JC virus (JCV) is the etiologic agent of progressive multifocal leukoencephalopathy (PML), a central nervous system (CNS) disease that occurs in patients with underlying immunosuppression (20). JCV infects most adults but does not cause disease in healthy individuals. Viral reactivation occurs in 4% of patients with AIDS and occasionally other individuals who are profoundly immunosuppressed. This reactivation leads to a lytic infection of oligodendrocytes and an associated demyelination of the CNS. As there is no treatment for PML, this disease constitutes a growing medical problem, since its incidence continues to increase in human immunodeficiency virus (HIV)-infected patients despite the introduction of potent antiretroviral medications (2, 22). PML is also a threat to increasing numbers of patients who are immunosuppressed in association with organ transplantation.

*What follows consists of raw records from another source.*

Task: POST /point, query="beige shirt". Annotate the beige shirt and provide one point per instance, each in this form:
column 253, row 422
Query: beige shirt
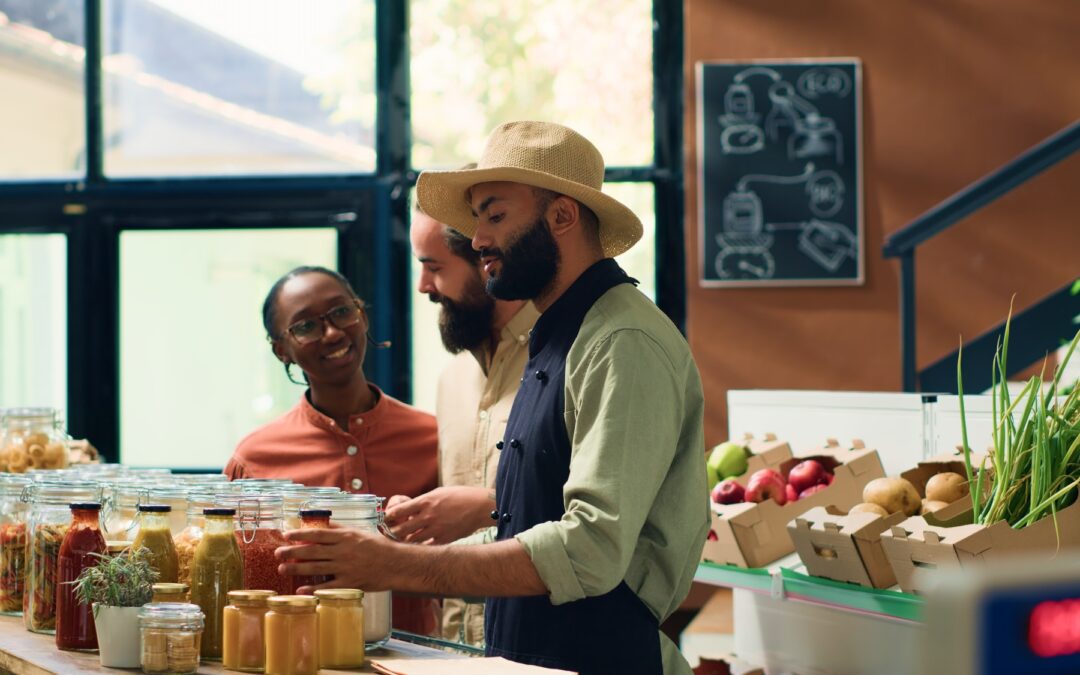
column 475, row 393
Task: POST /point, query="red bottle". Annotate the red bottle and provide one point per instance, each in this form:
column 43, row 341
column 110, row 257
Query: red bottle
column 75, row 622
column 313, row 518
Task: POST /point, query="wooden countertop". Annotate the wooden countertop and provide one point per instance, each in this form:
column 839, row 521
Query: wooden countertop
column 24, row 652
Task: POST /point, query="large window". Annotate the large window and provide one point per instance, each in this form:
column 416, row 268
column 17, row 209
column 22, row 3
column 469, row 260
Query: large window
column 34, row 325
column 239, row 88
column 197, row 372
column 163, row 161
column 42, row 119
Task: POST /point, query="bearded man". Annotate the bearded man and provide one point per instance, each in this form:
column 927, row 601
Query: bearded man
column 475, row 393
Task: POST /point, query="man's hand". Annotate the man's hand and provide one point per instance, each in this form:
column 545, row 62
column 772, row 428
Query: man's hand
column 443, row 515
column 370, row 562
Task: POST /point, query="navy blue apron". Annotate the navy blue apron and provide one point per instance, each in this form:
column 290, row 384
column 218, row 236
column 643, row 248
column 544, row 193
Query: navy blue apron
column 602, row 635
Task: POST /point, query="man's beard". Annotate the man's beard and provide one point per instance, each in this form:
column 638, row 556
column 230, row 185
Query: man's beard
column 528, row 265
column 466, row 324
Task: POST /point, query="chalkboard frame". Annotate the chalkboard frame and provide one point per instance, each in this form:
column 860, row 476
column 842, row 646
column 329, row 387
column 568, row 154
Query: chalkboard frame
column 714, row 199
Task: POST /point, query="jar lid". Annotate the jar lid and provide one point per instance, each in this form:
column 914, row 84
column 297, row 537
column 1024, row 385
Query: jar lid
column 251, row 598
column 292, row 601
column 340, row 594
column 170, row 613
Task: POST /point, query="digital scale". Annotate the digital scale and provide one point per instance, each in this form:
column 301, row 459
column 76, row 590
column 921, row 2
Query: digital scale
column 1016, row 616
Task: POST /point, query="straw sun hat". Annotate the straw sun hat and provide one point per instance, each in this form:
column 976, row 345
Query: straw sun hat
column 536, row 153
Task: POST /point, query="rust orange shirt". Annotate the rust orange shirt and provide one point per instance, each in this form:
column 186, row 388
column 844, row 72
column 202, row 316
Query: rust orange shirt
column 391, row 449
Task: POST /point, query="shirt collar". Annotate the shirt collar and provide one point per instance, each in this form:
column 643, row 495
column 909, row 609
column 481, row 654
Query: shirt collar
column 516, row 332
column 569, row 310
column 368, row 418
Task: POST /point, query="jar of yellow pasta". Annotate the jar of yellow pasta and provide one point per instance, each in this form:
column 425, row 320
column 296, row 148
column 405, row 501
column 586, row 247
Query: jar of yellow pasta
column 340, row 628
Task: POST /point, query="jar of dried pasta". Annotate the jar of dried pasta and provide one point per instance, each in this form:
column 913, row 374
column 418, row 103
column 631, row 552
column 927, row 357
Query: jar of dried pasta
column 170, row 635
column 31, row 439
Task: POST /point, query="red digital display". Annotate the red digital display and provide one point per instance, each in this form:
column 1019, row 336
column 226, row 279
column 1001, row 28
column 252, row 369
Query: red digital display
column 1054, row 628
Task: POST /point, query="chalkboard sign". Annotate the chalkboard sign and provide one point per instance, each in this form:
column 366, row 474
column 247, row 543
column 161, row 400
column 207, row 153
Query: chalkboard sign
column 780, row 173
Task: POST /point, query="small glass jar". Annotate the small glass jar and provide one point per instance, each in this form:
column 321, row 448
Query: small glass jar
column 364, row 512
column 170, row 636
column 340, row 623
column 13, row 513
column 259, row 534
column 217, row 569
column 296, row 497
column 32, row 439
column 120, row 518
column 154, row 536
column 187, row 540
column 48, row 523
column 244, row 635
column 177, row 499
column 292, row 634
column 170, row 593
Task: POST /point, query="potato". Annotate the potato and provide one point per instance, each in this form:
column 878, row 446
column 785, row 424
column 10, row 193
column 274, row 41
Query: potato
column 946, row 486
column 868, row 508
column 893, row 495
column 929, row 505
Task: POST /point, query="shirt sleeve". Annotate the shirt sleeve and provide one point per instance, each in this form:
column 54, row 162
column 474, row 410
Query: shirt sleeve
column 623, row 406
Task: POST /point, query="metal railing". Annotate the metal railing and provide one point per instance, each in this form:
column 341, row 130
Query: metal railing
column 903, row 243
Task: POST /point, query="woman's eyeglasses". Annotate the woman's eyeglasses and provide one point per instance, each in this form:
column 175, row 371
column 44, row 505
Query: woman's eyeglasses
column 313, row 329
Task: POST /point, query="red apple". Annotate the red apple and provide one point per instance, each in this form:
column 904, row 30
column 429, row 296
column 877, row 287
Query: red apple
column 766, row 484
column 728, row 493
column 812, row 490
column 807, row 474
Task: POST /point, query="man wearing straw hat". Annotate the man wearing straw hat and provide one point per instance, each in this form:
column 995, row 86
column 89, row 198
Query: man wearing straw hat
column 601, row 497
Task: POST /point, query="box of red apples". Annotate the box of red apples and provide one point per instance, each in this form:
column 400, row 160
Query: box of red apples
column 751, row 512
column 847, row 547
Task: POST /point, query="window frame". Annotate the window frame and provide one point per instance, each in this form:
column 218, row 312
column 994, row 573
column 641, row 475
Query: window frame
column 92, row 212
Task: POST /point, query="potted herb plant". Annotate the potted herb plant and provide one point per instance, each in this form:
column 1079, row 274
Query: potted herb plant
column 117, row 586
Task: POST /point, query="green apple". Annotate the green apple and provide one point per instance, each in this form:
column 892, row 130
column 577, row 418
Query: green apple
column 728, row 459
column 713, row 476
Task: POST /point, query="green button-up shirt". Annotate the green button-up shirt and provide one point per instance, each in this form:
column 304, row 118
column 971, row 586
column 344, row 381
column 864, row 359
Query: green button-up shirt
column 636, row 498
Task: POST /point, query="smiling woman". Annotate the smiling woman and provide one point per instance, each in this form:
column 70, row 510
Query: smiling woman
column 343, row 432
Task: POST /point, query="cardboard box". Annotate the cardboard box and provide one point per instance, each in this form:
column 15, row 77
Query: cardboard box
column 920, row 544
column 754, row 535
column 848, row 548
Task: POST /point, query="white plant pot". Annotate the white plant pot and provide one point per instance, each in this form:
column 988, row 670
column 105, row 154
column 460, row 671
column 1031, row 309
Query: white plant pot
column 117, row 635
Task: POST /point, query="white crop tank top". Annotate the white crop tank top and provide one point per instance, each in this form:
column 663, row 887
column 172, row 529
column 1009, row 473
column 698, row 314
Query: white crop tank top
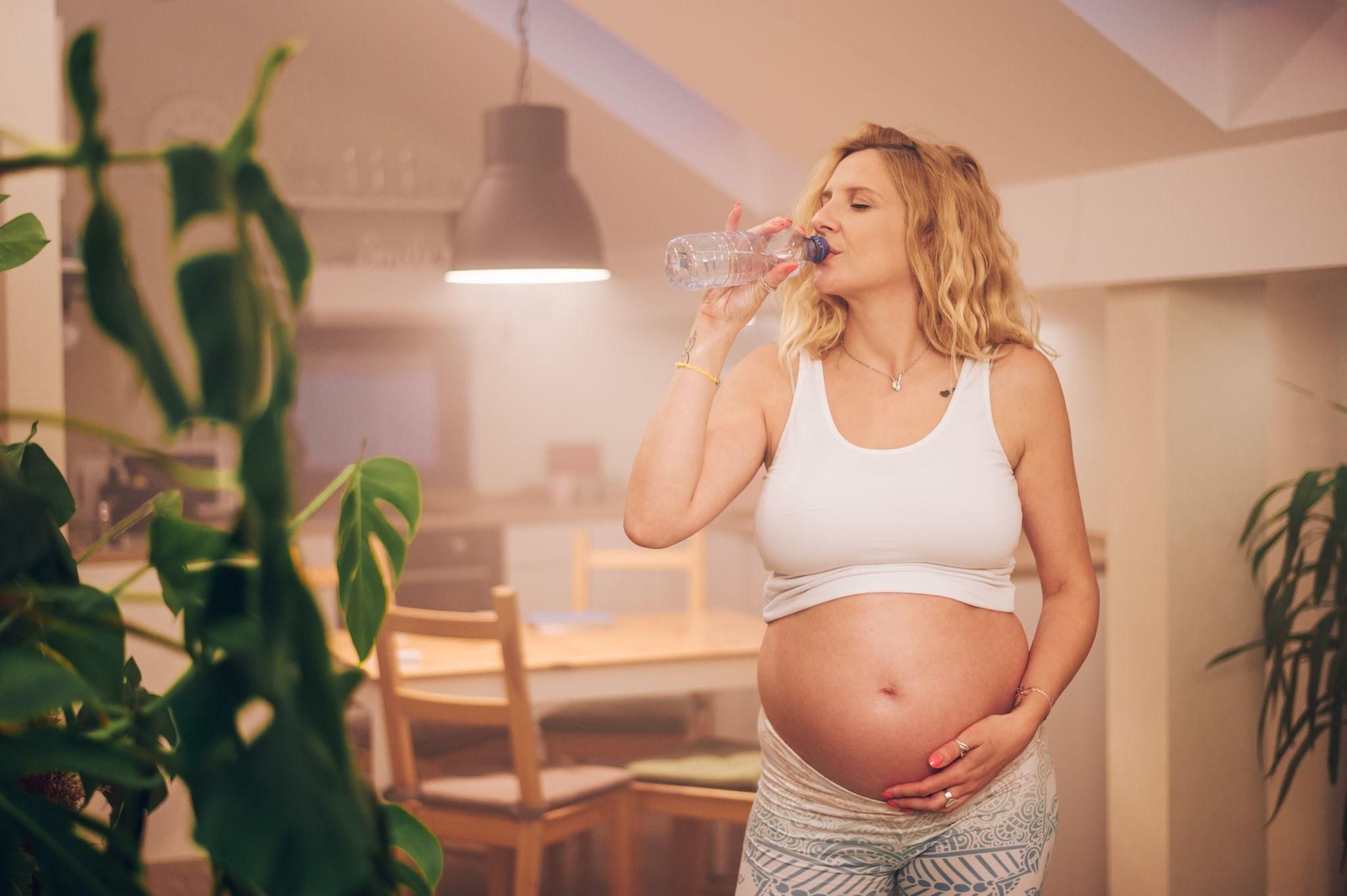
column 938, row 517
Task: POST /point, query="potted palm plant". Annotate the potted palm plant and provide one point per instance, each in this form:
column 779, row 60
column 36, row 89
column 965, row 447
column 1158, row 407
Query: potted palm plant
column 1304, row 613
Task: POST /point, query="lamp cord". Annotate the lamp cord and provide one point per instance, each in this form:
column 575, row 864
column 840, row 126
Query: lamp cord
column 520, row 87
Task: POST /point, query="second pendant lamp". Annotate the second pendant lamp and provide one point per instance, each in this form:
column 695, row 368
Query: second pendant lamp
column 526, row 221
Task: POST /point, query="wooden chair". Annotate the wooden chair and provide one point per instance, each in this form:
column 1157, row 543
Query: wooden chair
column 518, row 809
column 713, row 779
column 619, row 731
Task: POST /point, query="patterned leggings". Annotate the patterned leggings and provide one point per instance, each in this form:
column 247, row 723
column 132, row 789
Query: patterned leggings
column 808, row 836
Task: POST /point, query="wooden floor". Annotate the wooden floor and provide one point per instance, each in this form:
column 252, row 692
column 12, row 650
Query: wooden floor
column 465, row 872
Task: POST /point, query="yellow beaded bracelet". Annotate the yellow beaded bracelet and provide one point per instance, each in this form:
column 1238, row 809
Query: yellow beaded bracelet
column 681, row 364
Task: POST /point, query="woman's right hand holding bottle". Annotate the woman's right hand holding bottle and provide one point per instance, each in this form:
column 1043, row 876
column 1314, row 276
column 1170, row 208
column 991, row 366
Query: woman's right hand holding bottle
column 733, row 307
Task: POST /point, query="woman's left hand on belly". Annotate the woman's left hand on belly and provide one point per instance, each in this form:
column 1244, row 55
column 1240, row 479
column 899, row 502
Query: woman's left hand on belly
column 993, row 742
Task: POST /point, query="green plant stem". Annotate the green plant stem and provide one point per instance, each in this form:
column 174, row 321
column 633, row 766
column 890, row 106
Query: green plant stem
column 190, row 477
column 126, row 583
column 149, row 634
column 321, row 500
column 108, row 732
column 123, row 525
column 72, row 159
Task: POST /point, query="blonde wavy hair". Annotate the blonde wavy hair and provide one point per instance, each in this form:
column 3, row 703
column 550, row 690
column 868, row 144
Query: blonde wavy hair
column 970, row 293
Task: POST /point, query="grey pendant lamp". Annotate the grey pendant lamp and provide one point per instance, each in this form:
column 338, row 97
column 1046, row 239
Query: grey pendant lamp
column 526, row 221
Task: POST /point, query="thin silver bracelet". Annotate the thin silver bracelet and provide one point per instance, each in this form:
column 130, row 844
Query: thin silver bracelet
column 1021, row 692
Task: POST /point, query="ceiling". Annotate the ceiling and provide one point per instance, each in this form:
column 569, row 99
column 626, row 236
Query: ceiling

Our understanding of the immune response to JCV is limited. Seroconversion occurs in childhood (24), and immunoglobulin G (IgG) antibodies specific for JCV can be detected in approximately 90% of the normal adult population by a hemagglutination inhibition assay or enzyme-linked immunosorbent assay (25). Pregnant women in the third trimester have a measurable rise of serum JCV antibodies (5). The humoral immune response appears to be incapable of preventing PML. Indeed, most individuals with PML have preexisting anti-JCV IgG antibodies in their serum and do not demonstrate a rise in titer of these antibodies at the onset of neurologic disease (11).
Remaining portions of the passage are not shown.